Conring versucht tatsächlich, seine früh aufgenommene und gefestigte philosophische
Grundlage mit der wissenschaftlichen Revolution des 17. Jahrhunderts, an der er
selbst beteiligt war, in Harmonie zu bringen. Demgegenüber bleiben die
Ausführungen Joris zu den medizinischen Arbeiten Conrings blass. Auch
die vielfältigen Gutachten, die grundlegenden Arbeiten zur Diplomatik, die
Beziehungen zu Johann Christian von Boineburg und die irenische Theologie
Conrings werden nicht wirklich gewürdigt. Die immer noch ausstehende große und
ausgewogene Biographie, die diesem komplexen Gegenstand angemessen wäre, ist es
also nicht geworden, konnte es in solch kurzer Zeit auch nicht werden.
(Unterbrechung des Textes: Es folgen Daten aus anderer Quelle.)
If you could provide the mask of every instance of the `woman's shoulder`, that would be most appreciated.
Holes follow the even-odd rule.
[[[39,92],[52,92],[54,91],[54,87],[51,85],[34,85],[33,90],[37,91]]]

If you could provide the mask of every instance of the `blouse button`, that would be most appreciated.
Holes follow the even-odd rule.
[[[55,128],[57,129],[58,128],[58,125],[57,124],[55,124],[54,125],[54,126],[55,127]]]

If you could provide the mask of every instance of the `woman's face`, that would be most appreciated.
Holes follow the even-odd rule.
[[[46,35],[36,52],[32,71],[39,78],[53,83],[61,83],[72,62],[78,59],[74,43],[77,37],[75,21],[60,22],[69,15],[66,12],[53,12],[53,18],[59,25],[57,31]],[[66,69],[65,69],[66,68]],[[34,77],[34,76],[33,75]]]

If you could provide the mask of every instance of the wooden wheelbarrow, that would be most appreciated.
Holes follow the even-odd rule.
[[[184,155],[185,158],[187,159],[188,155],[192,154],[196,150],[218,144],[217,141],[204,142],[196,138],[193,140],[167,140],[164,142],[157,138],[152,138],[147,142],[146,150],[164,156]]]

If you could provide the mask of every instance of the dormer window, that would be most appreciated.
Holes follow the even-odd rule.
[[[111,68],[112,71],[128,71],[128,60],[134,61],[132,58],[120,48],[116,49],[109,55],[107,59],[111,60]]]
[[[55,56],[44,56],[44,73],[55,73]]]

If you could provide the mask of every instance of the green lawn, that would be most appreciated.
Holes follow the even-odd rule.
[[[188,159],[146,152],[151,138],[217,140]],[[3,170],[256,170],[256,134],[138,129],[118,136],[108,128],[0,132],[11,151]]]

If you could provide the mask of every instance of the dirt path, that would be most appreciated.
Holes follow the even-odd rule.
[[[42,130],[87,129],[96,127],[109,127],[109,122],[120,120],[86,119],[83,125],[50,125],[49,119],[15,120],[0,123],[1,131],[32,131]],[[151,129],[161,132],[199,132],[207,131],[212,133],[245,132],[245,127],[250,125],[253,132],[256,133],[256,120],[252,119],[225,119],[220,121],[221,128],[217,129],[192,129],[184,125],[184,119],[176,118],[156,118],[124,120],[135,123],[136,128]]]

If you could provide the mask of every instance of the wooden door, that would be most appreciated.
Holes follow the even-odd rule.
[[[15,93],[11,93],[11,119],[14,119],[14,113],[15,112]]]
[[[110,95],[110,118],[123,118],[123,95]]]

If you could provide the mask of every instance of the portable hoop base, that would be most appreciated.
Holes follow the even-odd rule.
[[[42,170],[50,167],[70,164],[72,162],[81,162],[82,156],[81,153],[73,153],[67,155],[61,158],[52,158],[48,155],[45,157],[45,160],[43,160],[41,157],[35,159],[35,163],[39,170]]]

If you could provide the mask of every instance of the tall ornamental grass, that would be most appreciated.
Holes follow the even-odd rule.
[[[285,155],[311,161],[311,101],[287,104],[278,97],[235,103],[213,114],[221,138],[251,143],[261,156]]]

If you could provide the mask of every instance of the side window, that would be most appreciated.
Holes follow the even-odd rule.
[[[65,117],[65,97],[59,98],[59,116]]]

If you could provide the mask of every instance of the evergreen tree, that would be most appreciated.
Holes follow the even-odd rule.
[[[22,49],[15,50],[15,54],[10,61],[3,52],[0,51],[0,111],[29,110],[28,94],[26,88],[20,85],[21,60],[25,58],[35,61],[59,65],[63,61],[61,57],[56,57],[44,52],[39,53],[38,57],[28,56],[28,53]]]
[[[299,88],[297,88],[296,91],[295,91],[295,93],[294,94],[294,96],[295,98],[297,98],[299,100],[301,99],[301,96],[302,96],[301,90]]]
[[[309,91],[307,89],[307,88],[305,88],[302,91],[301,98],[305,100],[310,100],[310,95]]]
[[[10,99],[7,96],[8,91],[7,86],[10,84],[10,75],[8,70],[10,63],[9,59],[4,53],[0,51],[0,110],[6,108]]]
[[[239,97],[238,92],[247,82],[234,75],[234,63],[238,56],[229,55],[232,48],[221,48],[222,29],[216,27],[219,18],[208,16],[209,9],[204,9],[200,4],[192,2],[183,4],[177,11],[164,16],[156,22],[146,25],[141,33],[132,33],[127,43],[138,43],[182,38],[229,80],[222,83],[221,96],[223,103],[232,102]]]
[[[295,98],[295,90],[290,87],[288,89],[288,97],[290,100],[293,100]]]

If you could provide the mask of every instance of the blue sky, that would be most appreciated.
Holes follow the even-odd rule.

Der hier erhobene Anspruch ist bescheidener. Jori
möchte ein auf das Wesentliche konzentriertes Porträt Conrings entwerfen, und
zwar, wie er sagt, in einer „integrierenden und, sozusagen, organischen Perspektive“.
Das kann man insgesamt als gelungen ansehen, auch wenn Politikwissenschaft und
Aristotelismus stark im Vordergrund stehen. Ungewöhnlich, jedenfalls für
Deutschland, sind die fleißig zusammengetragenen bio-bibliographischen Angaben zu
jeder im Text auftauchenden Person des 17. Jahrhunderts. So besteht die Hälfte
des Buchs aus einem inhaltsreichen, aber auch oft überladenen und unkritisch
aufgefüllten Anmerkungsapparat. Ungeachtet dieses Reichtums an Nachweisen gibt
es aber neuere Literatur nachzutragen, so die von Constantin Fasolt veranstaltete
amerikanische Übersetzung (Discursus novus de imperatore Romano-Germanico,
Arizona 2005), die von P. Herberger-Conring, A. v. Arnswaldt und P. Raabe gut
kommentierte deutsche Übersetzung der Bibliotheksschrift (übersetzt und hg.v. Peter
Mortzfeld, Göttingen 2005) sowie Fasolts Monographie zu Conring (The
Limits of History, Chicago/London 2004). Das Buch kommt auch mit einer
Grußadresse Kristian Kühls, einer lateinischen Widmung an Jan
Schröder und barock überbordenden Danksagungen etwas kurios daher. Doch
soll dies seinen Nutzen nicht verdecken, den man vor allem in der
chronologischen, Leben und Werk Conrings parallel führenden Darstellung sowie
in den sorgfältigen Nachweisen des älteren Forschungsstands sehen kann.